Virginia’s foster children and youth now have an official watchdog to protect them.
Gov. Ralph Northam late last month announced the appointment of Eric Reynolds as director of the new Office of Children’s Ombudsman, calling him “the right person” for the job and a “compassionate leader with extensive experience working in our foster care system and with agencies that serve children.”
The ombudsman’s office was created as an independent agency by the state Legislature in 2020 to take in reports and complaints about the treatment of Virginia’s roughly 5,500 foster children and youth.

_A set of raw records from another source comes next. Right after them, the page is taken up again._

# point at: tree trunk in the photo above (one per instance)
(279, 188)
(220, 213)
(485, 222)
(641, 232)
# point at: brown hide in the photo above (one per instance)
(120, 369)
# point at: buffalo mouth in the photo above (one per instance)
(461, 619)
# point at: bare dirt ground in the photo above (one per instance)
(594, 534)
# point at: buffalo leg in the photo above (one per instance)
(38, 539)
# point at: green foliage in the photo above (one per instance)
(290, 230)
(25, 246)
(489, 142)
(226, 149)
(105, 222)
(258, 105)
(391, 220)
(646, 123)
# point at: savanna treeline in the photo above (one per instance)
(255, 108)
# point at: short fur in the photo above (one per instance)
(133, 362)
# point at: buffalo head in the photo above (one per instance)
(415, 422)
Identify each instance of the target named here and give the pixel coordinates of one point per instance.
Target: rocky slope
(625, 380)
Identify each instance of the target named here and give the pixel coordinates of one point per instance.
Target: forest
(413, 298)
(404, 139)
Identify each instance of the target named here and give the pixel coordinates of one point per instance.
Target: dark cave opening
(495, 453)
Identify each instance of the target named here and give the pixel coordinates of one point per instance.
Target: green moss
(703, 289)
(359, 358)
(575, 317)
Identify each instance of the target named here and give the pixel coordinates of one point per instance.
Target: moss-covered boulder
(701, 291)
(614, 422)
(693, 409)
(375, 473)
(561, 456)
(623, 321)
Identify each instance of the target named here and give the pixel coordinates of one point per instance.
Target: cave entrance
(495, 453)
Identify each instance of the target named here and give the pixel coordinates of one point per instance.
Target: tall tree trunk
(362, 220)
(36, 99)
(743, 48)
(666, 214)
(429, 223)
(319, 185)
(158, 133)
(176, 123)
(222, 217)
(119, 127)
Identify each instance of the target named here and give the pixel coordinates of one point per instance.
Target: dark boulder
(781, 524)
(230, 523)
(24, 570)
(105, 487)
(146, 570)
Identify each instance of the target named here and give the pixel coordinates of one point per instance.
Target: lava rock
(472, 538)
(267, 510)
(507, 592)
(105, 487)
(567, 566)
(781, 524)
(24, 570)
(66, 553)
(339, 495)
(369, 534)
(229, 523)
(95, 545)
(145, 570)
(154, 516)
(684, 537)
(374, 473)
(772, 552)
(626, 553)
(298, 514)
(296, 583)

The office has the power to investigate complaints and review actions taken (or not taken) by state and local departments of social services, child placement agencies and child-caring institutions.
Until now, any complaints filed were handled in-house, inevitably raising doubts that complaints were thoroughly investigated and addressed.
Reynolds’ agency will also advocate for legislation and monitor and ensure compliance with laws, rules and policies regarding child protective services and the placement, supervision, treatment and delivery of services to those living in foster care or adoptive homes.
Before accepting his new post, Reynolds was most recently a staff attorney for improvement programs at the state Supreme Court. He also has experience as an assistant attorney general for health, education and social services, as well as legal counsel for the state Department of Social Services’ Office of Children’s Services.
“I am honored to serve in this inaugural role,” Reynolds told the Augusta Free Press. “I was drawn to this position because I know how much of an impact it can make. I look forward to working alongside the Department of Social Services to ensure that the needs of foster care children across Virginia are put first.”
As an attorney, Reynolds has represented both parents and children in child welfare cases and family law. He earned his law degree at the University of Richmond.